Se você curte um bom suspense que foge do óbvio de Hollywood, precisa colocar "A Sombra" (título original: Vari) no seu radar. Assisti ao filme recentemente e, olha, o diretor Jaak Kilmi conseguiu entregar algo bem fora da curva em 2024. Não é apenas mais um filme de época; é um mistério denso, seco e muito bem executado que mistura a vida real de um dos poetas mais famosos da Estônia com uma trama de crime digna de um bom detetive.
Vou te contar o que esperar dessa obra sem entregar nada que estrague sua experiência.
O Poeta Detetive: A Trama de Vari (2024)
O filme se passa em 1894, na Estônia, que na época era basicamente o "Velho Oeste" do Império Russo. O protagonista é Juhan Liiv, interpretado por Pääru Oja. Se você não conhece a história, Liiv foi um poeta real que sofria de problemas mentais severos, mas o roteiro de Indrek Hargla faz uma jogada inteligente: coloca o poeta como um investigador improvável de assassinatos brutais.
O que me prendeu foi a narrativa direta. O personagem principal não é um herói; ele é um homem quebrado, lutando contra seus próprios demônios e contra uma sociedade que o chama de louco. Enquanto ele tenta resolver crimes que o povo atribui ao "diabo", ele luta para manter a sanidade. É um filme de atmosfera. O ritmo é fluido, mas não tem pressa. Ele te joga naquela lama e naquele frio do século XIX de um jeito bem realista.
Ficha Técnica e Reconhecimento
Para quem gosta de números e nomes, aqui está o esqueleto do filme. Ele teve sua estreia mundial no festival Tallinn Black Nights (PÖFF) no final de 2024 e, desde então, vem colhendo frutos.
Título Original: Vari (internacionalmente conhecido como The Shadow)
Diretor: Jaak Kilmi
Lançamento: 18 de outubro de 2024 (Estonia)
Elenco Principal: Pääru Oja, Kersti Heinloo, Rain Simmul e Peeter Tammearu.

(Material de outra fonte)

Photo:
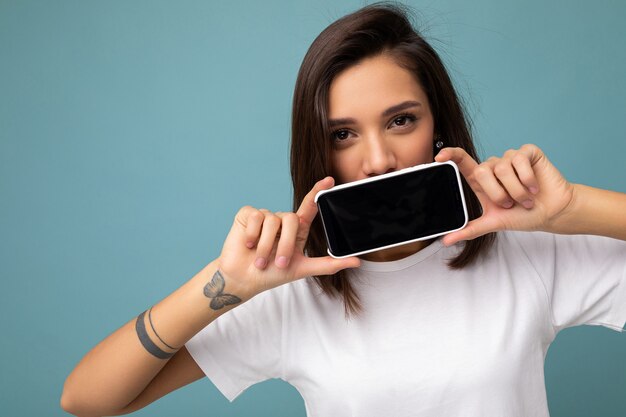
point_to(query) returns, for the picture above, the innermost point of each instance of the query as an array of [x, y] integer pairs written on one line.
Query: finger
[[327, 265], [253, 227], [271, 225], [287, 241], [486, 180], [308, 208], [507, 176], [525, 173], [472, 230], [464, 161]]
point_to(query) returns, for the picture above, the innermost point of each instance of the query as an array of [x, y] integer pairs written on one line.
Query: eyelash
[[410, 118]]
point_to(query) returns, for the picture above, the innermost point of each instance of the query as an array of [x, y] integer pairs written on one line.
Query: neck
[[394, 254]]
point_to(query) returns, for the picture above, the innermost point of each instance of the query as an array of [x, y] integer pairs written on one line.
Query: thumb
[[327, 265]]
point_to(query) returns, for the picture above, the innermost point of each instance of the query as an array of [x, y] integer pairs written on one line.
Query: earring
[[438, 142]]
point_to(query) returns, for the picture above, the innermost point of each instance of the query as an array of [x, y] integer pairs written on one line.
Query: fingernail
[[260, 263], [282, 261]]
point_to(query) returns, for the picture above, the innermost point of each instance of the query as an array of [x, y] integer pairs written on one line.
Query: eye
[[340, 135], [403, 120]]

Nota IMDb: Atualmente flutua na casa dos 7.2/10 (uma nota sólida para um thriller de nicho).
Premiações: Levou o prêmio de Melhor Filme de Gênero Estoniano no HÖFF 2025 e rendeu a Pääru Oja o prêmio de Melhor Ator no EFTA 2025 (o "Oscar" da Estônia).

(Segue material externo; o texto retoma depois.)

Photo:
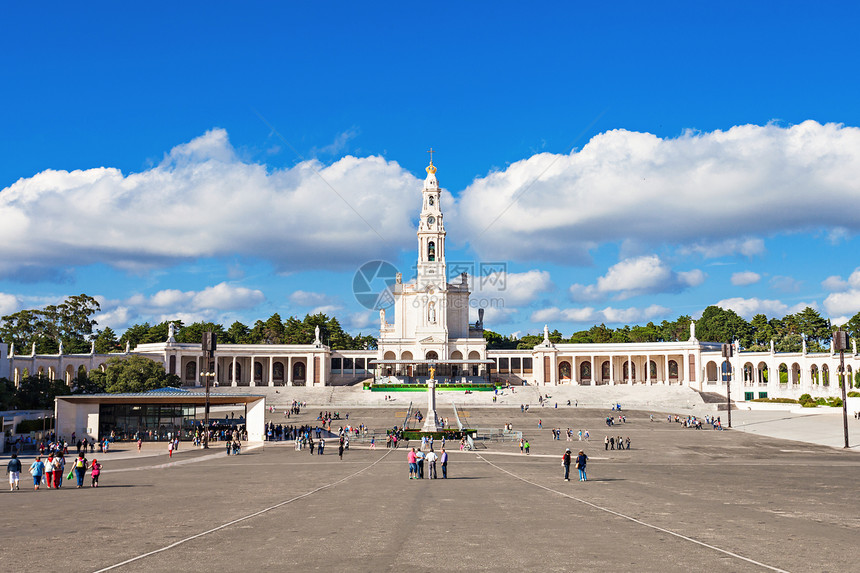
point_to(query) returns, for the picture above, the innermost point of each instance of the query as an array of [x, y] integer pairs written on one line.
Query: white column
[[685, 358], [309, 371]]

A trilha sonora, assinada por Ardo Ran Varres, é minimalista. Ela não tenta te dizer o que sentir com violinos dramáticos; ela apenas acentua o isolamento do protagonista.
Locações e a Estética de Época
Um ponto que me chamou a atenção foram as locações. O filme foi rodado na Estônia, usando as paisagens de Tartu e florestas antigas que parecem intocadas pelo tempo. Você vê castelos alemães reais e casebres de camponeses que dão uma textura de verdade para a história. Não parece cenário de estúdio; parece que eles realmente voltaram no tempo.
O trabalho de fotografia do Mihkel Soe é cirúrgico. Ele usa muita luz natural e sombras (fazendo jus ao título), o que ajuda a esconder o que não precisa ser visto e foca na expressão carregada do Pääru Oja. O cara realmente carregou o filme nas costas com uma atuação física e contida.
Curiosidades que Valorizam o Filme
Se você for assistir, vale saber de uns detalhes que deixam a experiência mais rica:
Base Literária: O filme é inspirado em um conto homônimo escrito pelo próprio Juhan Liiv em 1894. Ou seja, há uma metalinguagem ali entre o autor e a obra.
Mistura de Gêneros: Ele transita entre o drama biográfico, o suspense policial e toques de horror folclórico.
Realidade e Ficção: Embora a parte dos crimes seja ficcional, os conflitos políticos da época — a Estônia tentando se libertar da influência russa — são retratados com fidelidade.
No fim das contas, A Sombra é um filme para quem gosta de observar. Não espere explosões ou perseguições frenéticas. É um estudo sobre um homem que vê o que ninguém mais quer ver. Se você curte thrillers históricos com uma pegada mais crua, vale o seu tempo.